The fact that most washes are intermittent and ephemeral makes the new rules critically important, said Sandy Bahr, head of the Sierra Club’s Grand Canyon chapter.
“A mining operation that can just obliterate a stream or water that is flowing into it . . . without going through the process of getting permits, that means there’s no opportunity to say no,” said Bahr, who heads the club’s state chapter based in Phoenix. “Sometimes these activities should be denied because the impact is so significant.”
Yet, often, development can be allowed but changed to limit impacts, and there should be opportunities for such changes, Bahr added.
“If a developer wants to move forward like with a massive development of the type proposed for Benson, or a mining company wants to build a mine, they should have to be accountable to the public,” she said. “These are public resources.”
She was referring to a planned 28,000-home project in the Whetstone Mountains, called Villages of Vigneto, that the Benson City Council gave its first approval to in April.
The two Canadian companies that have proposed building the Rosemont Mine — Augusta Resource Corp. and its successor Hudbay Minerals Inc. — have not fought federal Clean Water Act regulation of the project’s impacts on washes.
Developers, however, have fought to limit regulation of their projects near washes, saying complying takes too much time, and time is money.
“We have general concerns about federal intervention in what we see are local land use decisions,” said David Godlewski, president of the Southern Arizona Home Builders Association. “An attempt to do so by this rule or otherwise is an overreach of federal authority.”
The new rules offer a one-size-fits-all approach to governing watercourses that differ nationally, he said. Also, in Southern Arizona, local governments led by Pima County already have policies and plans such as the Sonoran Desert Conservation Plan that help address these issues, he said.
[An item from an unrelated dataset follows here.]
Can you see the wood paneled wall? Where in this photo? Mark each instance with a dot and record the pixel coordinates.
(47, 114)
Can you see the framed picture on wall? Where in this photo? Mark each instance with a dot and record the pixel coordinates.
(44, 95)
“We have different land use concerns in Southern Arizona than they do in the Midwest or East,” Godlewski said.
Patrick Ptak, McSally’s communications director, said the new rules expand the definition of an arcane legal term known as “significant nexus” that regulators use to define if a tributary to a navigable stream will come under the Clean Water Act’s protections. That definition has been broadened regardless of a wash’s distance to a larger stream, its size or how often it flows, he said.
The new rules say a significant nexus exists if a tributary carries out a wide range of ecological functions: trapping of sediments, filtering of water pollutants, retention of floodwaters or provision of important habitat for foraging, feeding, nesting or breeding of fish and other wildlife.
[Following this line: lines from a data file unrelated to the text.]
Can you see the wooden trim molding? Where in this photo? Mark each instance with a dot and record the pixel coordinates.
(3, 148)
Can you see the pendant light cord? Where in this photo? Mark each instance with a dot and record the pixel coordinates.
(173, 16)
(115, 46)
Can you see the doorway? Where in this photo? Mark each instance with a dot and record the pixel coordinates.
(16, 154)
“Our top focus needs to be on growing our economy and creating more opportunity for Southern Arizonans, and there’s no doubt that a safe, abundant water supply is critical to that,” McSally said in a written statement. “However, I’m concerned that this rule … would hurt growth while doing nothing to protect our water supply.”
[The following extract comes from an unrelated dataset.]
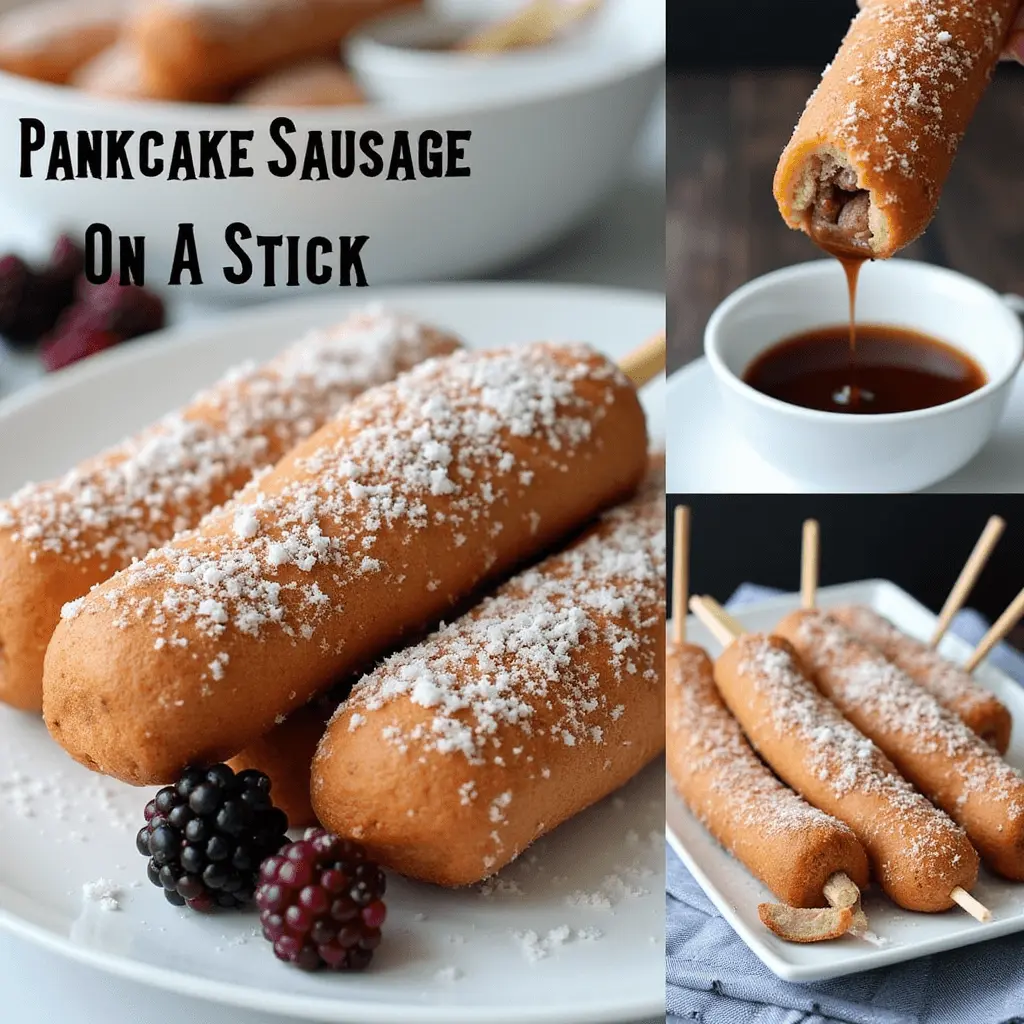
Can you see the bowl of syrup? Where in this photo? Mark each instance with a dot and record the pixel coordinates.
(897, 400)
Tucson Audubon Society’s conservation chairwoman Christina McVie, however, said the new rules are needed to protect washes from being damaged by floods and to keep washes and underlying aquifers from contamination.
“When washes flood, and there are contaminants in them, the contaminants will be distributed into the system,” added McVie, who said she lived through groundwater pollution from toxic waste dumping into pits and washes on Tucson’s south side as a resident there from the late 1970s to the late 1980s.
“The tributaries have a physical connection to a larger water body — they feed it, like capillaries and small blood vessels feed into larger blood vessels,” McVie said. “You have to understand that the watershed is like a human body. Protecting watersheds is the same principle as protecting the body.”